Joe Johnston has been made Commander-in-chief of the Army of
the West. General Lee had this done, `tis said. Miss Agnes Lee and "little
Robert" (as they fondly call General Lee's youngest son in this
hero-worshiping community) called. They told us the President, General Lee, and
General Elzey had gone out to look at the fortifications around Richmond. My
husband came home saying he had been with them, and lent General Lee his gray
horse.
Mrs. Howell, Mrs. Davis's mother, says a year ago on
the cars a man said, “We want a Dictator.” She replied, “Jeff Davis will never
consent to be a Dictator.” The man turned sharply toward her “And, pray, who
asks him? Joe Johnston will be made Dictator by the Army of the West.” “Imperator”

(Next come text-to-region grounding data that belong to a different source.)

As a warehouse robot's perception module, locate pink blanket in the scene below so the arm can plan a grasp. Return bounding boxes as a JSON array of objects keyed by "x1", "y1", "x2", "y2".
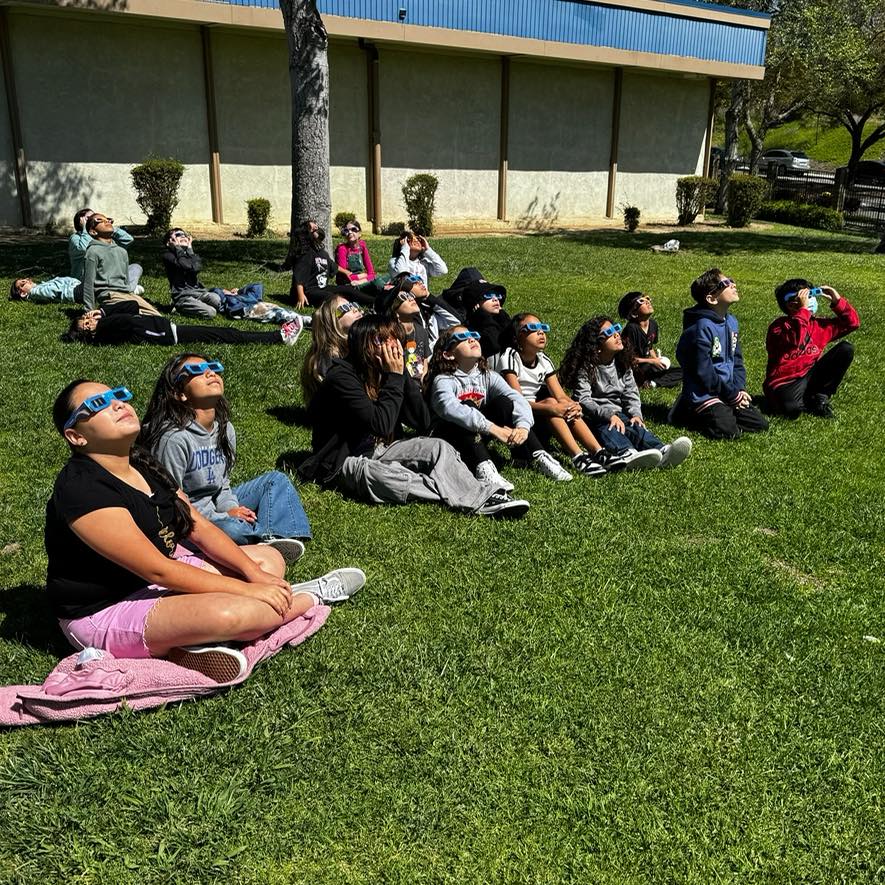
[{"x1": 0, "y1": 605, "x2": 330, "y2": 727}]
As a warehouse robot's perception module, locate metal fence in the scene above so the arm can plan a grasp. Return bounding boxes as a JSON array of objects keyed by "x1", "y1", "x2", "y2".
[{"x1": 762, "y1": 167, "x2": 885, "y2": 233}]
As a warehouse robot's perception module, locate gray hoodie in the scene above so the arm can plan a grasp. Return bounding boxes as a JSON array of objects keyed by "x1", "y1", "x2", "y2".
[
  {"x1": 573, "y1": 362, "x2": 642, "y2": 420},
  {"x1": 153, "y1": 420, "x2": 239, "y2": 521},
  {"x1": 430, "y1": 366, "x2": 533, "y2": 433}
]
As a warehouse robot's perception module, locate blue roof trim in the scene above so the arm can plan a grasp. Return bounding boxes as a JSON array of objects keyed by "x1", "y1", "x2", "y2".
[{"x1": 205, "y1": 0, "x2": 768, "y2": 68}]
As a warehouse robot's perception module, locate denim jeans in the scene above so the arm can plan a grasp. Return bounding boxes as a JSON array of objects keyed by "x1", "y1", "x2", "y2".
[
  {"x1": 589, "y1": 410, "x2": 664, "y2": 453},
  {"x1": 213, "y1": 471, "x2": 312, "y2": 544}
]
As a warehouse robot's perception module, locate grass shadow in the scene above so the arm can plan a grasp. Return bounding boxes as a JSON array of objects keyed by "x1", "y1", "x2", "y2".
[
  {"x1": 0, "y1": 584, "x2": 71, "y2": 656},
  {"x1": 275, "y1": 449, "x2": 313, "y2": 473},
  {"x1": 267, "y1": 405, "x2": 310, "y2": 428}
]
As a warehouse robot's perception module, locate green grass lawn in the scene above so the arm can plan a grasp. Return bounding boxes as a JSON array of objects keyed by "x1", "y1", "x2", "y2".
[{"x1": 0, "y1": 225, "x2": 883, "y2": 883}]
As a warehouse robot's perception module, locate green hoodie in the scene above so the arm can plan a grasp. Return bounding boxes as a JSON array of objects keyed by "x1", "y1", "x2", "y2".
[{"x1": 82, "y1": 239, "x2": 132, "y2": 310}]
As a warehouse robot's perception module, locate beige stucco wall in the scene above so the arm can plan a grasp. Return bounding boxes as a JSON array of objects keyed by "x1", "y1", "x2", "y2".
[
  {"x1": 378, "y1": 48, "x2": 500, "y2": 223},
  {"x1": 614, "y1": 71, "x2": 708, "y2": 220},
  {"x1": 7, "y1": 10, "x2": 212, "y2": 226},
  {"x1": 0, "y1": 55, "x2": 19, "y2": 225},
  {"x1": 507, "y1": 60, "x2": 613, "y2": 226}
]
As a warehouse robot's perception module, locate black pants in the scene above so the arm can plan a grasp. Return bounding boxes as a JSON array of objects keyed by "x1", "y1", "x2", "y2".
[
  {"x1": 174, "y1": 324, "x2": 282, "y2": 345},
  {"x1": 688, "y1": 401, "x2": 769, "y2": 440},
  {"x1": 766, "y1": 341, "x2": 854, "y2": 418},
  {"x1": 637, "y1": 365, "x2": 683, "y2": 388},
  {"x1": 290, "y1": 282, "x2": 373, "y2": 308},
  {"x1": 433, "y1": 398, "x2": 544, "y2": 469}
]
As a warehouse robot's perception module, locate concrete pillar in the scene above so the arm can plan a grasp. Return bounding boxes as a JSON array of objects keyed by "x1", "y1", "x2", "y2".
[
  {"x1": 362, "y1": 40, "x2": 382, "y2": 233},
  {"x1": 201, "y1": 25, "x2": 223, "y2": 224},
  {"x1": 605, "y1": 67, "x2": 623, "y2": 219},
  {"x1": 497, "y1": 56, "x2": 510, "y2": 222},
  {"x1": 0, "y1": 9, "x2": 31, "y2": 227}
]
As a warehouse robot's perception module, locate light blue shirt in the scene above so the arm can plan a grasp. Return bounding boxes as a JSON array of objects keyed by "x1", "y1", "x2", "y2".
[{"x1": 26, "y1": 276, "x2": 82, "y2": 304}]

was suggested. Of late the Army of the West has not been in a condition to dictate
to friend or foe. Certainly Jeff Davis did hate to put Joe Johnston at the head
of what is left of it. Detached from General Lee, what a horrible failure is
Longstreet! Oh, for a day of Albert Sidney Johnston out West! And Stonewall,
could he come back to us here!
General Hood, the wounded knight, came for me to drive. I
felt that I would soon find myself chaperoning some girls, but I asked no
questions. He improved the time between Franklin and Cary Streets by saying, “I
do like your husband so much.” “So do I,” I replied simply.
Buck was ill in bed, so William said at the door, but she
recovered her health and came down for the drive in black velvet and ermine,
looking queenly. And then, with the top of the landau thrown back, wrapped in
furs and rugs, we had a long drive that bitter cold day.
One day as we were hieing us home from the Fair Grounds,
Sam, the wounded knight, asked Brewster what are the symptoms of a man's being
in love. Sam (Hood is called Sam entirely, but why I do not know) said for his
part he did not know; at seventeen he had fancied himself in love, but that was
“a long time ago.” Brewster spoke on the symptoms of love: “When you see her,
your breath is apt to come short. If it amounts to mild strangulation, you have
got it bad. You are stupidly jealous, glowering with jealousy, and have a
gloomy fixed conviction that she likes every fool you meet better than she does
you, especially people that you know she has a thorough contempt for; that is,
you knew it before you lost your head, I mean, before you fell in love. The
last stages of unmitigated spooniness, I will spare you,” said Brewster, with a
giggle and a wave of the hand. “Well,” said Sam, drawing a breath of relief, “I
have felt none of these things so far, and yet they say I am engaged to four
young ladies, a liberal allowance, you will admit, for a man who can not walk
without help.”
Another day (the Sabbath) we called on our way from church
to see Mrs. Wigfall. She was ill, but Mr. Wigfall insisted upon taking me into
the drawing-room to rest a while. He said Louly was there; so she was, and so
was Sam Hood, the wounded knight, stretched at full length on a sofa and a rug
thrown over him. Louis Wigfall said to me: “Do you know General Hood?” “Yes,”
said I, and the General laughed with his eyes as I looked at him; but he did
not say a word. I felt it a curious commentary upon the reports he had spoken
of the day before. Louly Wigfall is a very handsome girl.